How not to act in solidarity with Ferguson
What’s the best way for white Americans to act in solidarity with black Americans protesting the killing of Michael Brown in Ferguson?
I don’t claim any fresh insights on this question. Janee Woods has some good ones.
Here’s something I do know: one extraordinarily bad way to stand with Ferguson is to show up there, strive to ratchet up tensions with police, tangle with local black leaders about tactics, and insist that the problem at hand is everything everywhere rather than this thing here.
That appears to be the mode of solidarity chosen by Revolutionary Communist activist Greg “Joey” Johnson:
In another video, Johnson leads a chant against "the whole damn system." Take that! In Ferguson, of course, the outrage is a little more specific: the cops killed Michael Brown and then responded to overwhelmingly peaceful protests with oppressive restrictions and absurd firepower. If you want to be in solidarity with people, protest what they’re protesting. And defer to local leaders, don’t fight with them! They might not be full-time revolutionary agitators, but they probably know a thing or two about Ferguson, its people, and their needs.
According to Chris King of St. Louis American, Johnson was responsible for at least some of the molotov cocktails last night. Yes, some black protesters threw them, too. As Christena Cleveland reminds us, the image of God exists even in the minority of protesters who haven’t stayed 100 percent peaceful.
Maybe you’d stress instead than an outraged, scared, tear-gassed kid throwing a burning bottle at a massive armored vehicle is by definition an awful criminal who’s looking for whatever trouble he finds. Fine.
But let’s at least agree not to be distracted. The authorities in Ferguson keep trying to redirect the conversation. There were looters! Brown stole cigars! We confiscated two handguns (legal in Missouri) and one whole molotov cocktail! (Best response: “YAY! YOU FINALLY FOUND ONE!”)
Looting, stealing, fighting back: not good things. Also not the point. As Al Jazeera America puts it, stay with the story: Michael Brown, a young black man, was killed by a cop. He was unarmed. More than a week later, protests—largely peaceful protests—continue, and police continue to act as though they don’t value these protesters’ rights or well-being much more than they valued Brown’s.

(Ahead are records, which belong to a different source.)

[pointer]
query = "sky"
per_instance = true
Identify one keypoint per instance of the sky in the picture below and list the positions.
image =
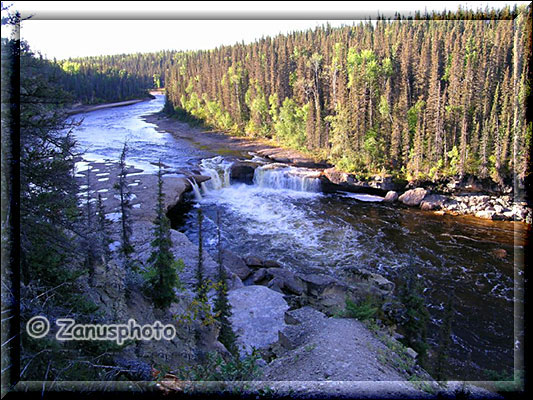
(74, 29)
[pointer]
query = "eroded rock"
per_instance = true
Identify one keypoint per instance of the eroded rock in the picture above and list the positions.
(413, 197)
(258, 314)
(391, 196)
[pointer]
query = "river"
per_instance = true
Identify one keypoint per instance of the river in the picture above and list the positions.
(308, 231)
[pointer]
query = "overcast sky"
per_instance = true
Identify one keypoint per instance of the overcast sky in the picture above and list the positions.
(55, 32)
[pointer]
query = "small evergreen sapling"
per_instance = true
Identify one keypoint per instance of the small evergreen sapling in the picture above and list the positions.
(163, 274)
(125, 206)
(222, 306)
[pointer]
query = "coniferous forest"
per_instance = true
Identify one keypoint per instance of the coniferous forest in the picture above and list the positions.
(422, 99)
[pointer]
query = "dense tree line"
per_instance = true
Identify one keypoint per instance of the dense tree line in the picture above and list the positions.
(149, 69)
(423, 98)
(92, 83)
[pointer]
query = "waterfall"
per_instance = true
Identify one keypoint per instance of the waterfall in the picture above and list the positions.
(195, 189)
(279, 176)
(219, 170)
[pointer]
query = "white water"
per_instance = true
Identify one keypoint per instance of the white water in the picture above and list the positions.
(279, 176)
(218, 170)
(195, 189)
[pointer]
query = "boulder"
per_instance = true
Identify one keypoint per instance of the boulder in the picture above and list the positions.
(413, 197)
(287, 281)
(258, 314)
(271, 264)
(391, 196)
(235, 264)
(280, 280)
(499, 253)
(357, 276)
(486, 214)
(335, 176)
(432, 202)
(326, 293)
(253, 262)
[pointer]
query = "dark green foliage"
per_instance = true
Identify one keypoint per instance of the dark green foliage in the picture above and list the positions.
(52, 248)
(393, 97)
(363, 310)
(444, 343)
(216, 369)
(201, 287)
(163, 274)
(222, 307)
(414, 325)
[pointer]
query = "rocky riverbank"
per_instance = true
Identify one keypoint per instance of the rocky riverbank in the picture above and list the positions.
(83, 108)
(288, 317)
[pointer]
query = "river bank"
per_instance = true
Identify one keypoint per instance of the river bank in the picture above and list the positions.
(296, 342)
(453, 197)
(85, 108)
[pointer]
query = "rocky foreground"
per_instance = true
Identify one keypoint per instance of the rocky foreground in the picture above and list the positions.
(288, 317)
(467, 196)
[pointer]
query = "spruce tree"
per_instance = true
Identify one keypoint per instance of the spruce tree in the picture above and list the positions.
(163, 277)
(222, 306)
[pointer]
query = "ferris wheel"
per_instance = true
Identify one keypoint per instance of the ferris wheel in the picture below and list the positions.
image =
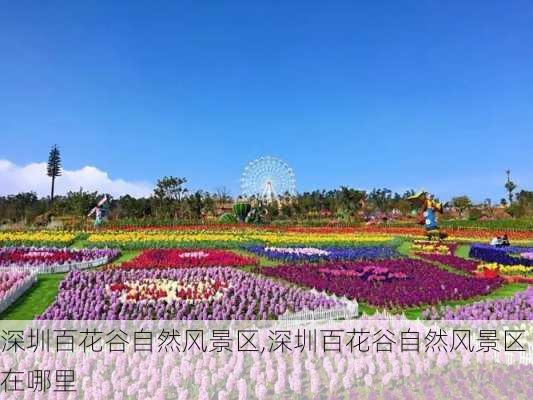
(268, 177)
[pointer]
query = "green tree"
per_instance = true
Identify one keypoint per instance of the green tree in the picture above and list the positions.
(168, 195)
(53, 169)
(510, 186)
(462, 203)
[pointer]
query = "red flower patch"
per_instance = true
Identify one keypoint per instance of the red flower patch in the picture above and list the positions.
(183, 258)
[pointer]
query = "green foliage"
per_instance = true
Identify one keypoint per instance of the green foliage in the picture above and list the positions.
(53, 169)
(462, 203)
(242, 210)
(510, 186)
(475, 214)
(524, 224)
(228, 218)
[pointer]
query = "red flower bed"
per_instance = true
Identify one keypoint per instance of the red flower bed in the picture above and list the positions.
(183, 258)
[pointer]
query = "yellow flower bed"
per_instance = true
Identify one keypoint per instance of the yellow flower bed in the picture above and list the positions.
(36, 238)
(506, 269)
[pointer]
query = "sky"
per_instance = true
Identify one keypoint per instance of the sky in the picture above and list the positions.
(433, 95)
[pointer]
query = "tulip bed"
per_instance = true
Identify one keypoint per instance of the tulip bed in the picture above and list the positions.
(37, 238)
(507, 269)
(518, 307)
(182, 258)
(228, 239)
(433, 247)
(387, 283)
(502, 255)
(311, 254)
(14, 284)
(458, 263)
(192, 293)
(11, 280)
(45, 257)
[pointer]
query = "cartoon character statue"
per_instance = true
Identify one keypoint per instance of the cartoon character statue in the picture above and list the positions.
(100, 211)
(428, 207)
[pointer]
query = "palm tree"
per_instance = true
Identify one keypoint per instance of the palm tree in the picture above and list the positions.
(510, 186)
(54, 167)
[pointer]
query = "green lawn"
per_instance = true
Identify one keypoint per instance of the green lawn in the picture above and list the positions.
(36, 300)
(463, 251)
(126, 255)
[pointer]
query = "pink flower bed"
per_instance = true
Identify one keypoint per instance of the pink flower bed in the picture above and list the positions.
(183, 258)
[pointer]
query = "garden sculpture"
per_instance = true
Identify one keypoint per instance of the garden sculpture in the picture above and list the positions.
(428, 207)
(99, 211)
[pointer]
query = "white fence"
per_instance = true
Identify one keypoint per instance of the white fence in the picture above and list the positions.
(14, 293)
(50, 269)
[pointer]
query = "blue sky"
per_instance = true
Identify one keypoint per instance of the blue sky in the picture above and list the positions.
(399, 94)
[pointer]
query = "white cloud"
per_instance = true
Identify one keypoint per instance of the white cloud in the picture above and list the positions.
(32, 177)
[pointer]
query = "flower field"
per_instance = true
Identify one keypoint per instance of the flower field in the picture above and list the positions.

But their lives do matter; their bodies do have worth. (That’ll preach this Sunday.) If you believe this, then doing what Joey Johnson did—showing up to agitate, escalate, tell local leaders what’s up, and generally exploit the situation—is a singularly crummy way to help out. But sitting back and wringing our hands about calm and cooler heads and blame-to-go-around isn’t a whole lot better. Solidarity may be complex, but it has to at least to include refusing to distract or be distracted from the injustices that got Ferguson’s people out in the streets in the first place.